The Tribune Democrat, Johnstown, PA

Breast Cancer

October 1, 2012

Chemo isn’t only weapon in battle against breast cancer

JOHNSTOWN — Chemotherapy is no longer the only option for controlling the spread of breast cancer.

Medical oncologists in Johnstown, Windber and Somerset have a battery of weapons to target individual types of cancer.

“It is personalized medicine,” said Dr. Paul  Woolley of the Conemaugh Cancer Center in Johnstown.

“You are making decisions not on the basis of figures in a textbook, but the characteristics of that individual person’s tumor. It gives reassurance to people who are getting treatment that they are getting it for a reason.”

Pathology of the tumor removed in a lumpectomy or mastectomy will tell the medical oncologist if the cancer has receptors for the female hormones estrogen or progesterone. Both can help the cancer grow and spread, Woolley said.

“If the receptors are present, we have a whole class of drugs that can be used,” Woolley said, adding that the hormone therapy has fewer side effects than traditional chemotherapy.

Hormone therapy is also important for treating carcinoma in situ, which Woolley describes as “tissue on the road to cancer.”

“Identifying these is very important,” he said. “It makes a difference in outcomes and what sort of treatment you require.”

Another class of drugs targets cancers where genes called human epidermal growth factor receptor 2, or HER2/neu genes are overproducing. Herceptin has been the mainstay for HER2/neu positive breast cancer, but a new drug was approved last summer to supplement the treatment, Dr. Rashid Awan said at UPMC’s John P. Murtha Regional Cancer Center in Johnstown.

Perjeta, given along with Herceptin, has been shown to increase life expectancy for women with advanced breast cancer, Awan said.

Both drugs are considered immunotherapy because they work with the body’s immune system to fight cancer. Perjeta is a synthetic protein that “locks” the effects of the HER2/neu gene.

Although the new drug may add only 20 months to some cancer patients’ lives, Awan says that advances come slowly.

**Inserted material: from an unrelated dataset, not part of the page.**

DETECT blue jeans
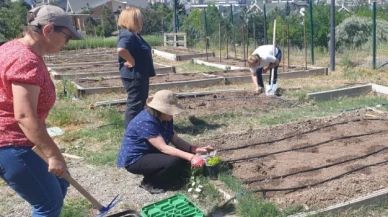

“We are doing all we can to increase our patients’ survival,” Awan said. “Every day we are making small steps, but each step is better than it was before. They have more time with a better quality of life. Who knows what comes up in the next two years?”

Even traditional chemotherapy has seen advances, and new treatments have been introduced to reduce side effects, Woolley said.

“Chemotherapy is still important and necessary,” Woolley said. “There is a lot of work going on with those drugs in ways of minimizing their toxicity. We now have multiple choices in terms of the traditional type of drugs.”

Breast cancer patients can find encouragement in advances that have improved lives for those with other types of cancer, Woolley said.

Not too many years ago, a diagnosis of chronic myelogenous leukemia was a virtual death sentence, Woolley said.

“A paper came out in 1976 and said survival was six years maximum – that’s as long as you lived,” Woolley said.

Then oncologist Brian Druker, working at Harvard University, came up with a novel approach, Woolley said.

“A characteristic of the (leukemia) is an enzyme,” Woolley said. “It really is the driving force of that leukemia.

“(Druker) thought what would happen if we found inhibitors to this enzyme? We ought to be able to construct inhibitors to the altered enzyme and leave the normal enzymes alone.”

The result was a drug named Gleezic, which is now standard treatment for that type of leukemia.

“It is a brave new world,” Woolley said. “We have patients here already 17 years out.”

Now experts are wondering how long these patients must continue taking Gleezic, or if they can be weaned off the drug.

“It just goes on and on,” Woolley said. “It’s very exciting. We answer one question and six more come up.”

In breast cancer, epidermal growth factor receptor inhibitors have been developed to reduce the effects of the HER-1 cancer gene’s acceleration of metastasis. Epidermal growth factor receptor inhibitors are also fighting lung and bowel cancers.

“This is a class of drug that is very innovative and a promising addition,” Woolley said. “It is a very hot area. Ramifications go far beyond (these cancers). It is personalized because you have to start looking at the structure of certain genes to see which  patients are going to respond the best.

“It is something that we do every day. We try very hard to include into each person’s therapy the best and most specific treatment possible.”